- Interactive map of Pompano Estates, Florida
- Coordinates: 26°16′59″N 80°7′0″W﻿ / ﻿26.28306°N 80.11667°W
- Country: United States
- State: Florida
- County: Broward

Area
- • Total: 0.54 sq mi (1.4 km^{2})
- • Land: 0.54 sq mi (1.4 km^{2})
- • Water: 0 sq mi (0.0 km^{2})

Population (2000)
- • Total: 3,367
- • Density: 6,193/sq mi (2,391.1/km^{2})
- Time zone: UTC-5 (Eastern (EST))
- • Summer (DST): UTC-4 (EDT)
- FIPS code: 12-58087

= Pompano Estates, Florida =

Pompano Estates is a former census-designated place (CDP) in Broward County, Florida, United States. The population was 3,367 at the 2000 census. The area has since been incorporated into the city of Deerfield Beach.

==Geography==
The Pompano Estates CDP was located at (26.283158, -80.116644).
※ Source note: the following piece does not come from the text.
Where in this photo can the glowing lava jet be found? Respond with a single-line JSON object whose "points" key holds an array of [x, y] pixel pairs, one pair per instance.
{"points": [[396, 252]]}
According to the United States Census Bureau, the CDP had a total area of 1.4 km2, all land.

==Demographics==

Pompano Estates CDP, Florida – Racial and ethnic composition Note: the US Census treats Hispanic/Latino as an ethnic category. This table excludes Latinos from the racial categories and assigns them to a separate category. Hispanics/Latinos may be of any race.
| Race / Ethnicity (NH = Non-Hispanic) | Pop 2000 | 2000 |
|---|---|---|
| White alone (NH) | 906 | 26.91% |
| Black or African American alone (NH) | 1,770 | 52.57% |
| Native American or Alaska Native alone (NH) | 5 | 0.15% |
| Asian alone (NH) | 11 | 0.33% |
| Native Hawaiian or Pacific Islander alone (NH) | 1 | 0.03% |
| Other race alone (NH) | 6 | 0.18% |
| Mixed race or Multiracial (NH) | 310 | 9.21% |
| Hispanic or Latino (any race) | 358 | 10.63% |
| Total | 3,367 | 100.00% |

As of the census of 2000, there were 3,367 people, 965 households, and 710 families residing in the CDP. The population density was 2,407.4 /km2. There were 1,559 housing units at an average density of 1,114.7 /km2. The racial makeup of the CDP was 34.69% White (26.9% were Non-Hispanic White,) 52.81% African American, 0.30% Native American, 0.36% Asian, 0.03% Pacific Islander, 2.41% from other races, and 9.41% from two or more races. Hispanic or Latino of any race were 10.63% of the population.

There were 965 households, out of which 39.7% had children under the age of 18 living with them, 43.7% were married couples living together, 22.0% had a female householder with no husband present, and 26.4% were non-families. 21.2% of all households were made up of individuals, and 8.3% had someone living alone who was 65 years of age or older. The average household size was 3.32 and the average family size was 3.86.

In the CDP, the population was spread out, with 32.8% under the age of 18, 9.5% from 18 to 24, 24.6% from 25 to 44, 18.6% from 45 to 64, and 14.5% who were 65 years of age or older. The median age was 32 years. For every 100 females, there were 94.2 males. For every 100 females age 18 and over, there were 94.1 males.

The median income for a household in the CDP was $28,750, and the median income for a family was $27,147. Males had a median income of $26,045 versus $16,939 for females. The per capita income for the CDP was $11,044. About 24.9% of families and 32.5% of the population were below the poverty line, including 47.7% of those under age 18 and 22.1% of those age 65 or over.

As of 2000, English as a first language accounted for 56.28% of all residents, while French Creole accounted for 29.36%, Spanish made up 9.29%, and French was a mother tongue for 5.05% of the population.